Tuesday, December 27, 2022

For Your Birthday AND Christmas

Ice casting sliding off of a rhododendron leaf.
Whew.  My vacation is about half-way over.  I feel lucky to be able to take a larger swath of time away from The Day Jobbe, and at the same time I'm wishing for a few more days just to write and research.  

An ice storm came in just before my birthday and coated most of the Willamette Valley with about a quarter inch, which made this year's celebration with friends an insurmountable challenge.  I am grateful that the storm happened after the Solstice Spiral Walk, because it would have been to dangerous for folks to drive to the UU church.

John at a table with various Egyptian Books.
I am not sure what was the most irksome:  the annual necessity of having to schedule birthday events around holiday availability and weather (which is good for developing a martyr complex), sitting in an empty reserved room at a large cafe table (which is good for spreading out reference books and practicing translation of photos of Egyptian Antiquities), or having the wait staff forget that I'd already paid for the space and double-booking a drop-in group (which is good for self-righteous savoir faire). The brunch was good, and I drank a lot of tea.

Afterward, Mark and I wound up taking a slippery walk through the local Pioneer Cemetery.  There's something about visiting a cemetery on or just before one's birthday that is good for perspective.  We ended up at the Egyptian revival mausoleum, Hope Abbey.   By this time, the air temperature had gone up enough to make ice slide off of leaves, and I was able to capture some interesting images.

Mark (left) and John (right) standing in front of the doors of Hope Abbey, in the Eugene Pioneer Cemetery.
The next day was in the 50's, Mark planned a yummy family lunch out at a local winery, and he made a lovely chocolate cake.  His cake was much better than deconstructed chocolate thing I got at the winery (which we laughed at because it looked like an undersea tableau of a marine life-form reproductive setting),  and better than the free birthday slice I got from the great bakery around the corner (which was chocolatey and serviceable).

Christmas Day we visited my Corvallis family and had a pleasant ham lunch, put together mostly by my Dad.
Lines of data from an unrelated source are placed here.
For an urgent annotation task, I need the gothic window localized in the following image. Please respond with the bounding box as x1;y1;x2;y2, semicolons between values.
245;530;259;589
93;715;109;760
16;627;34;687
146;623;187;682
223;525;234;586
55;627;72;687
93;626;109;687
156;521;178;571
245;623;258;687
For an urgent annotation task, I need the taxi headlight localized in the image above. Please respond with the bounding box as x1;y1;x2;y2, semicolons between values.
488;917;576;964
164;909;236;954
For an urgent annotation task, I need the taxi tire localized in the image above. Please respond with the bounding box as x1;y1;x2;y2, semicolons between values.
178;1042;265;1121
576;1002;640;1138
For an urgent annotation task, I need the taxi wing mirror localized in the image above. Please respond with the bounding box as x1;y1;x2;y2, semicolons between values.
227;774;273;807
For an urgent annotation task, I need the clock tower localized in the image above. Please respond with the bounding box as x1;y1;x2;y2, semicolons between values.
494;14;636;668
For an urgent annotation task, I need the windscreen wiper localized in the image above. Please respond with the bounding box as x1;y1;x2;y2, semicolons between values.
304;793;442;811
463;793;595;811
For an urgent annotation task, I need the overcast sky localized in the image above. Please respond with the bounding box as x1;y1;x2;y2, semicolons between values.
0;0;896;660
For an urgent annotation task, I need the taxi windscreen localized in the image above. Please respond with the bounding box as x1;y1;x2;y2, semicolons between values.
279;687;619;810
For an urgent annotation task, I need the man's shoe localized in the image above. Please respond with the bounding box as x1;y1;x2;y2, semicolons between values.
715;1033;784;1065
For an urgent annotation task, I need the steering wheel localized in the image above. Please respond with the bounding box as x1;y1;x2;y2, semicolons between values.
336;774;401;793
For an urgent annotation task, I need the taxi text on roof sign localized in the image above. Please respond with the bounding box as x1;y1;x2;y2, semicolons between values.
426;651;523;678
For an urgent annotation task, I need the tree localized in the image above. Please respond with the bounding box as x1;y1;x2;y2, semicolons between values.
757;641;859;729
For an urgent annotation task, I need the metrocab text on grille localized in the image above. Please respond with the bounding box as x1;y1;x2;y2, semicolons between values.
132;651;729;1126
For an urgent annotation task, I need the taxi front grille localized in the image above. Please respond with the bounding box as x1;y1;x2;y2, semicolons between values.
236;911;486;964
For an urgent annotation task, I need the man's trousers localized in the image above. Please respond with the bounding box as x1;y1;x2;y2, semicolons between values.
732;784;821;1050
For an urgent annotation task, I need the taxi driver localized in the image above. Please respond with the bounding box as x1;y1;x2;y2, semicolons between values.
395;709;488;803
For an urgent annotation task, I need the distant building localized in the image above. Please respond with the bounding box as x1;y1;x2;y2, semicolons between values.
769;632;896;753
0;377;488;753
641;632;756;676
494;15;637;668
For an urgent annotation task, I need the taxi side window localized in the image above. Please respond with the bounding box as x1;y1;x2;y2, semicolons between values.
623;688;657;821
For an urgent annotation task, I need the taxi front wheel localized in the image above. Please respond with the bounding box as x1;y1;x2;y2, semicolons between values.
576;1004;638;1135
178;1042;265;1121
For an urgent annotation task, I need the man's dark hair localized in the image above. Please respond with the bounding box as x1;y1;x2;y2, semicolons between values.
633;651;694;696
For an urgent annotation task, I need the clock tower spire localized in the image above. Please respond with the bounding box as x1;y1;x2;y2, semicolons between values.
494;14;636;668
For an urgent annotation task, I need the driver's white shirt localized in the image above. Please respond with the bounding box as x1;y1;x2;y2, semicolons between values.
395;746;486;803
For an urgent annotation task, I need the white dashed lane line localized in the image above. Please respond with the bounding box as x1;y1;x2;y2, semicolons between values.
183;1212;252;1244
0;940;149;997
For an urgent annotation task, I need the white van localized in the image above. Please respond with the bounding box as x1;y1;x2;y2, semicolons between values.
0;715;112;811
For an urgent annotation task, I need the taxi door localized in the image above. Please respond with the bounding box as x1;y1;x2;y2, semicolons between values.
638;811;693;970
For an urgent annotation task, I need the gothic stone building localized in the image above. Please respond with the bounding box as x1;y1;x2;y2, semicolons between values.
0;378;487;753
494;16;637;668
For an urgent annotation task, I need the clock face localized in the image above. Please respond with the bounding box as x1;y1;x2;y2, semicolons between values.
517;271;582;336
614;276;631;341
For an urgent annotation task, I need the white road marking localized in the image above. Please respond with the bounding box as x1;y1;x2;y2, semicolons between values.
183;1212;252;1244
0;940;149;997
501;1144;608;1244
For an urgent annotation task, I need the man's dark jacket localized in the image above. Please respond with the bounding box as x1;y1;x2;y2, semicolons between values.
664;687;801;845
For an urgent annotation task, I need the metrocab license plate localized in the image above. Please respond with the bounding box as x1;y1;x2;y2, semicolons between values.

This year there was much telling of old family stories.  One thing Mark learned is that the little town that my dad puts together for the outside train is based on Colm St. Aldwyn, England, which is a kind of Burridge ancestral home. I managed to both use my camera to take some photographs of relatives and play some music on my harp—this was a win because I usually only manage to bring them to Corvallis and then not use them.

Cardboard model of a church tower.
On the Second Day of Christmas, I ate some caramel pop-corn and pulled a crown off of the top of one of my lower molars.  It doesn't hurt, and I managed to visit my dentist for an emergency re-glueing, but now I get to have a root canal just before New Years.

On the writing front, I'm working on a short story that has taken some unforeseen twists.  I've also gone through into Scrivener and updated the formatting to "Modern Shunn Format" from "Classic Shunn Format."  Probably the most difficult thing for me to get used to is using a single space after a period. And Smart Quotes.